Dabei beweist der gebürtige Berliner nicht nur ein ausgewiesenes Talent für die unterschiedlichen Dialekte und Akzente seiner imaginierten Figuren. Er braucht auch nur eine handvoll Objekte, um eine ganze kleine Welt auf der Bühne entstehen zu lassen. So hat das junge Publikum keine Schwierigkeiten, dem Dilemma der hanseatisch spitz sprechenden Karotte und ihrer mal sächsisch, mal berlinerisch, mal französisch-deutsch schwadronierenden Freunde zu folgen. Und auch als Erwachsener kann man hier staunen, wie schnell sich Mitgefühl mit einer zarten, sensiblen und ein wenig ängstlichen orangenen Rübe entwickeln lässt, wenn sie nur spricht und vorsichtig über den Bühnentisch hoppelt.

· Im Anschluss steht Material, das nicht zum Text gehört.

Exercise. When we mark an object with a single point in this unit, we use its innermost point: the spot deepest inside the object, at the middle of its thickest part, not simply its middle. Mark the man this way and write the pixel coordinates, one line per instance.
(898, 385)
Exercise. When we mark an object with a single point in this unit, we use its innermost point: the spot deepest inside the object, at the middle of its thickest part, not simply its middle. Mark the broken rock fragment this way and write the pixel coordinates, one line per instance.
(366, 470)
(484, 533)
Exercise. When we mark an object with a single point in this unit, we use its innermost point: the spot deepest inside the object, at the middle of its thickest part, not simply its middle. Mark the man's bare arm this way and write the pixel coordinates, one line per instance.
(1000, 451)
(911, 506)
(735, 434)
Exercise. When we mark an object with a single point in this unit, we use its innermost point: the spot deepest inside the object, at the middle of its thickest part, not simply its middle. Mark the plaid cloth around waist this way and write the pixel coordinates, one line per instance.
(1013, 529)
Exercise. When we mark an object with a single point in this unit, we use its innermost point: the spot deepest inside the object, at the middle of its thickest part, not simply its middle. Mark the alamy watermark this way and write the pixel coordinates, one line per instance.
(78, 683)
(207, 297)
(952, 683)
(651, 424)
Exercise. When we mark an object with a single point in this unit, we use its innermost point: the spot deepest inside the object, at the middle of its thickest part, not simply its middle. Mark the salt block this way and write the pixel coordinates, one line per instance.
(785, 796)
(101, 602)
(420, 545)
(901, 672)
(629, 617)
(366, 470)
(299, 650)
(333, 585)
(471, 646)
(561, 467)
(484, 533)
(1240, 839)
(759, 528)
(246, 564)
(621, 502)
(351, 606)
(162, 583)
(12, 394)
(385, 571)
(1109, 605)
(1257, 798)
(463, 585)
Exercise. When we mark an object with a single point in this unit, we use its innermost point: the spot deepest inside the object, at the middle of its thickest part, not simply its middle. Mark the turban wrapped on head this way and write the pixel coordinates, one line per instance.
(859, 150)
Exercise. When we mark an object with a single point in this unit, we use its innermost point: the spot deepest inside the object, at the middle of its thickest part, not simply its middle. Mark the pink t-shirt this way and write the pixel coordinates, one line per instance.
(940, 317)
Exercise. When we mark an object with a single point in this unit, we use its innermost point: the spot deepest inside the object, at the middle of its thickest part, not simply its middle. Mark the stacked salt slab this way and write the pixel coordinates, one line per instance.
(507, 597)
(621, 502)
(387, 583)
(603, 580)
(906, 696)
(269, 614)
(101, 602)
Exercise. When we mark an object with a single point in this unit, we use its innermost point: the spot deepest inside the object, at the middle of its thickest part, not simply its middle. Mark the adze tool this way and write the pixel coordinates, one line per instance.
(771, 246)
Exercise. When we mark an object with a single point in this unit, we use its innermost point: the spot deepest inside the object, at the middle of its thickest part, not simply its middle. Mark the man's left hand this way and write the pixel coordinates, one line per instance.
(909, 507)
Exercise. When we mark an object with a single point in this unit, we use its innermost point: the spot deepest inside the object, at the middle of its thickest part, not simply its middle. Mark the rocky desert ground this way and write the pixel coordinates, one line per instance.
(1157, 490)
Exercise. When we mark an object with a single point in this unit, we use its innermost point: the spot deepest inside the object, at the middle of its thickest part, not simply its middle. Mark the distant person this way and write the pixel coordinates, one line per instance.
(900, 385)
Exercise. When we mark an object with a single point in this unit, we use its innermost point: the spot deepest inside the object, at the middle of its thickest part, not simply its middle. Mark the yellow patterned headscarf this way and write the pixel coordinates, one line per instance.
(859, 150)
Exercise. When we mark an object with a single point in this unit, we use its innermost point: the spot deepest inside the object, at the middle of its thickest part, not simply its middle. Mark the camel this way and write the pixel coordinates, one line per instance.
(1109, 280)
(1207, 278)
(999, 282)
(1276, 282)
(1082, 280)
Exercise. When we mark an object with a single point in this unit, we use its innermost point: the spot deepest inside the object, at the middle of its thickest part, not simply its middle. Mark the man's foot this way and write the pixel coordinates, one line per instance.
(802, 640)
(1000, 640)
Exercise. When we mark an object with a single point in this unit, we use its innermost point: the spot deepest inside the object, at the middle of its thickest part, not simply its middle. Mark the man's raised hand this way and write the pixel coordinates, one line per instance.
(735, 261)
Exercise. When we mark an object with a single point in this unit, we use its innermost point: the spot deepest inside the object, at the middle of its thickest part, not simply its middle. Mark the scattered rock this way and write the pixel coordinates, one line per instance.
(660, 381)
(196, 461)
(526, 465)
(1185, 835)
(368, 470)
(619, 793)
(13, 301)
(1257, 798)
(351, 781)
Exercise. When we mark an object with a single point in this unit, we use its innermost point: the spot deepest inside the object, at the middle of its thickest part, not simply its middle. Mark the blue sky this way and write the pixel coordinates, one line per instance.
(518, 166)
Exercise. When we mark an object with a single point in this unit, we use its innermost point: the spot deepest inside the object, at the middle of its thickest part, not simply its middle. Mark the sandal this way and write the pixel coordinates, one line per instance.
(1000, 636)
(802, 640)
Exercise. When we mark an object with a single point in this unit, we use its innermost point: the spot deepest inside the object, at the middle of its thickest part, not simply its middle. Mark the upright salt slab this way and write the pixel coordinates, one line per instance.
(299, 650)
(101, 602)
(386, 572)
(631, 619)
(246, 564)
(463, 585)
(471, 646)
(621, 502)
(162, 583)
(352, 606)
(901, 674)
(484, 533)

Objekttheater nennt Mihan, der in Gießen am Institut für Angewandte Theaterwissenschaft studiert hat, sein selbst entwickeltes Programm, bei dem er allein von dem am Bühnenrand sitzenden Gitarristen Bastian Kaletta mit einigen schönen, sanften Instrumentalstücken und ein paar Geräuschen unterstützt wird. Zu diesen Objekten gehört auch ein Pflasterstein, den Ralf als alternative Essensquelle ausgemacht hat. „Es muss doch nicht immer Gemüse sein!“ Doch auch der schwere Wacker hat etwas dagegen, in irgendeinem fremden Magen zu landen. War er doch einst einmal „ein richtiges Gebirge“, bis ihn die Leute „abgelutscht haben wie ein Bonbon“. Dann also vielleicht Schokolade als Gemüseersatz? Auch keine gute Idee, wie Ralf von den direkt vor der Bühne sitzenden Kindern zugerufen wird. Denn die ist schließlich „ungesund!“, muss er sich belehren lassen.

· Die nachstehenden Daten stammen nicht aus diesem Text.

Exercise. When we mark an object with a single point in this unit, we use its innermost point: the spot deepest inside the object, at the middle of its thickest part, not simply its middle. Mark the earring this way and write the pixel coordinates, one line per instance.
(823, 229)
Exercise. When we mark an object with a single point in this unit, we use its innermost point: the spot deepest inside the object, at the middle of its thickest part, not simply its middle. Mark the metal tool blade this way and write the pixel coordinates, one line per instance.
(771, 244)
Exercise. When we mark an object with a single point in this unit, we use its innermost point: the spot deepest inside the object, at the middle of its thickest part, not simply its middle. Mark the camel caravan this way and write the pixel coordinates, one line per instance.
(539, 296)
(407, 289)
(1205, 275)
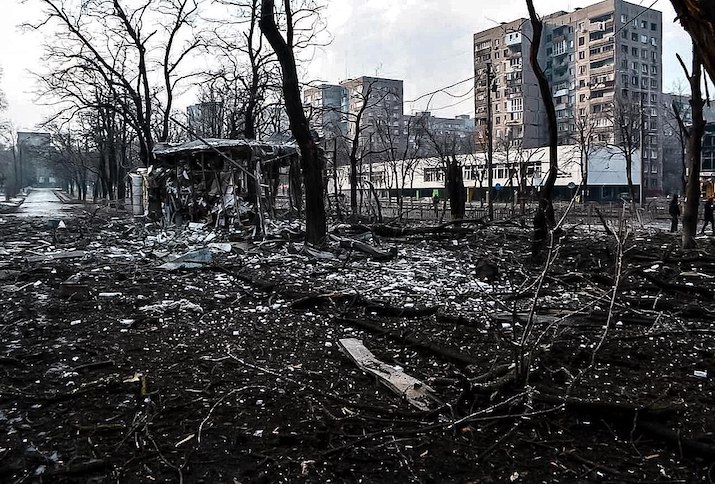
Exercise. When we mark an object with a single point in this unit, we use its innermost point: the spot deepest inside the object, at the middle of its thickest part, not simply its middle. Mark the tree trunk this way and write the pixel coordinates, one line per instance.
(695, 143)
(544, 217)
(311, 162)
(455, 189)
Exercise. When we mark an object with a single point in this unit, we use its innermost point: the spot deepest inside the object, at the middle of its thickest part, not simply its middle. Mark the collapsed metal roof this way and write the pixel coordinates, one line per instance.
(212, 144)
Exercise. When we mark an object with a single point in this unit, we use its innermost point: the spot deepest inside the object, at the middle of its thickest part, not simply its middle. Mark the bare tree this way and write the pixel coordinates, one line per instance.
(677, 115)
(585, 134)
(311, 161)
(695, 145)
(628, 124)
(134, 53)
(447, 147)
(402, 156)
(544, 218)
(246, 85)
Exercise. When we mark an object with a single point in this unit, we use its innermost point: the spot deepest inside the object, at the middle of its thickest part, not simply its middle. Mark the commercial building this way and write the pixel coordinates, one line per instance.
(323, 106)
(524, 170)
(604, 66)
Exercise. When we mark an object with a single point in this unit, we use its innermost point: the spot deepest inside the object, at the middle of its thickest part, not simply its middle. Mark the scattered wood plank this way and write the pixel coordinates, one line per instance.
(414, 343)
(72, 254)
(411, 389)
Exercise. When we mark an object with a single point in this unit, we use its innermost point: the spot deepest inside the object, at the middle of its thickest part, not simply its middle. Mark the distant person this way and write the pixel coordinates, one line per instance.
(674, 211)
(709, 216)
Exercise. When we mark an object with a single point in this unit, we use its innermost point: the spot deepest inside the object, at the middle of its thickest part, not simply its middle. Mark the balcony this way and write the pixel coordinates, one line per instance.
(512, 38)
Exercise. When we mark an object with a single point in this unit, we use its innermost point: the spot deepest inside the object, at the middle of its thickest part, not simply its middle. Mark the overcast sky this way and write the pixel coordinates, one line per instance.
(427, 43)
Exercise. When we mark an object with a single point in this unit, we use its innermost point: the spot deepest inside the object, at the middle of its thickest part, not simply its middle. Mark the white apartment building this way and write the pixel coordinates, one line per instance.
(600, 60)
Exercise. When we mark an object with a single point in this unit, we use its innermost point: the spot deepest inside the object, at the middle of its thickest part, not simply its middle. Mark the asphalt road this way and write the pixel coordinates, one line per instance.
(42, 202)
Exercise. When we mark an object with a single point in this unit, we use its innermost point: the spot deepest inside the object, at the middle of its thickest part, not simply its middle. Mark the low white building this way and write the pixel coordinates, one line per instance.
(419, 178)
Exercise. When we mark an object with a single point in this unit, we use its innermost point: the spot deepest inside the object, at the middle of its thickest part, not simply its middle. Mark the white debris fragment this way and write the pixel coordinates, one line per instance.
(161, 308)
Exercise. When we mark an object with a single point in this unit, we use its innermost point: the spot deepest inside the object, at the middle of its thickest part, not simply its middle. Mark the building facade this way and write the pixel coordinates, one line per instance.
(323, 106)
(604, 65)
(525, 170)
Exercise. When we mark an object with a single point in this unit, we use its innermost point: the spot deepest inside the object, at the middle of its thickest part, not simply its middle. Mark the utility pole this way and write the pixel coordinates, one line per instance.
(490, 144)
(642, 151)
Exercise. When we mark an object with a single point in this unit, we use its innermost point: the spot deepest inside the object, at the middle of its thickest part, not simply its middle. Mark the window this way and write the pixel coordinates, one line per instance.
(433, 174)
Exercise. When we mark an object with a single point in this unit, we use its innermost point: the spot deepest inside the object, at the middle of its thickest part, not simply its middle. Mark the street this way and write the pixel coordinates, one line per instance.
(43, 202)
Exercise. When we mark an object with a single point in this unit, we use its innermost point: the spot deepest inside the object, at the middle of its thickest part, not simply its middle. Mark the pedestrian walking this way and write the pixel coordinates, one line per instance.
(709, 216)
(674, 211)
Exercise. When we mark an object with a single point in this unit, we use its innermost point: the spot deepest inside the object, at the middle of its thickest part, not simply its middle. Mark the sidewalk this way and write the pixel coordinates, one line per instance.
(66, 197)
(7, 206)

Aber zum Glück trifft Ralf in diesem „Gemüsetheater über den Kreislauf des Lebens“, wie es im Untertitel heißt, irgendwann einen agilen, österreichischen Fahrradsattel und vor allem auf das zwar kopflose, aber dennoch selbstbewusste Suppenhuhn Esmeralda. Denn das dreht nicht nur alsbald ein paar elegante Flugrunden durch den Bühnenraum, sondern hat auch die Zauberformel parat, wie sich Ralfs zwischenzeitlich zerteilte Kumpels im kochenden Topf wieder zusammensetzen lassen. Und so geht die Sache nach rund 50 unterhaltsamen Minuten natürlich gut aus – ein echtes Süppchen im Theaterfoyer inklusive.